Sledgehammer to crack an opera

That sinking feeling at Brancaster Staithe

Just stopped watching Wimbledon because it look as if Serena Williams is going to win easily (she did), which is about as boring as you can get. The Nadal-Murray match was something else. Nadal played probably the best tennis I’ve ever seen, and still Murray was an ace away from winning the second set. No shame in losing that one.

It’s been a warm week. The MX5 went in for a service and MOT, and one day stretched into three, because (a) the MOT centre’s computer went down, (b) the car failed on tyre tread that the garage had thought OK and (c) new tyres had to be obtained. So not a cheap day out by any means.
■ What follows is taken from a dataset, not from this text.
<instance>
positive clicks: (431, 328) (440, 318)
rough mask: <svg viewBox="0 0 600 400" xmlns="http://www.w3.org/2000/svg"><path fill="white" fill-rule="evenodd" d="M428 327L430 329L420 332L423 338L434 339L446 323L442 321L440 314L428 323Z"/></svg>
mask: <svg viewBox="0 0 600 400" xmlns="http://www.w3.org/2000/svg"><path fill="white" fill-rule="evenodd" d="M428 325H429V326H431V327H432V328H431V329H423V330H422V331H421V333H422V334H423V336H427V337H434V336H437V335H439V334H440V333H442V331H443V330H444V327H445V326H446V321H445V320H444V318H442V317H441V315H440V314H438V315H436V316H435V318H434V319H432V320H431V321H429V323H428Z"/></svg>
On Wednesday we had Heather, Sam and Simon round for an evening meal which I turned out to be cooking because there was some compelling tennis on TV and the house also needed cleaning. Chicken turned out to be good and we had a very pleasant evening. HSS brought some prosecco to celebrate the publication of Heather’s textbook, and Sam is recovering well from his atypical pneumonia which apparently only one in a million people get. He had a hard time with it.

On Thursday a triple whammy, starting with lunch with Aunt Josephine, Kathleen, Paul, Phil and Joy at the Oaklands Hotel carvery. Good food and an intriguing discussion afterwards about what churches should be doing nowadays. A surprising amount of agreement, considering our backgrounds and the distance we’ve moved. Later in the day Linda came round to cut out hair, and then we went to a PCC meeting at the vicarage. Again, a convivial atmosphere and general agreement. Nice when that happens.

Yesterday Dot went to Dickleburgh school, and I met InPrint poet Lisa D’Onofrio in the city for coffee at Jarrolds. She’s in England for a couple of weeks before returning to Australia, where her mum is very ill, and where she is now living at Castlemaine, north of Melbourne. She is the international arm of InPrint!

In the evening Dot and I went to the Claxton Opera, an annual event which takes place in a theatre in someone’s house. It holds just over 100 spectators and is a remarkable feat of engineering. Our friend Ruth is their leading soprano, and she had the main role in Le Pauvre Matelot, which someone had unfortunately translated into English, thus exposing the poor libretto and plot for all to see. Ruth was superb, but the rest of it was pretty terrible, and Richard White (the owner and impresario) should have been glad the Press failed to turn up. The second half of the programme, Trial by Jury, was wonderfully performed, but of course Gilbert and Sullivan is wonderful to start with, and Le Pauvre Matelot emphatically isn’t. Towards the end the wife kills the sailor with a sledgehammer, which was the only good idea in it. To get to the house/theatre, up a narrow lane, you have to park at a farm on the “main” road and are then transported by bus.

Today we stirred ourselves early and went to North Walsham, taking flowers to the cemetery and dropping in on Jessie, who we transported to Wroxham, enabling Dot to see Frank. I went for a short walk while this happened, and on the way home we called at The Rosary and put flowers on my parents’ grave.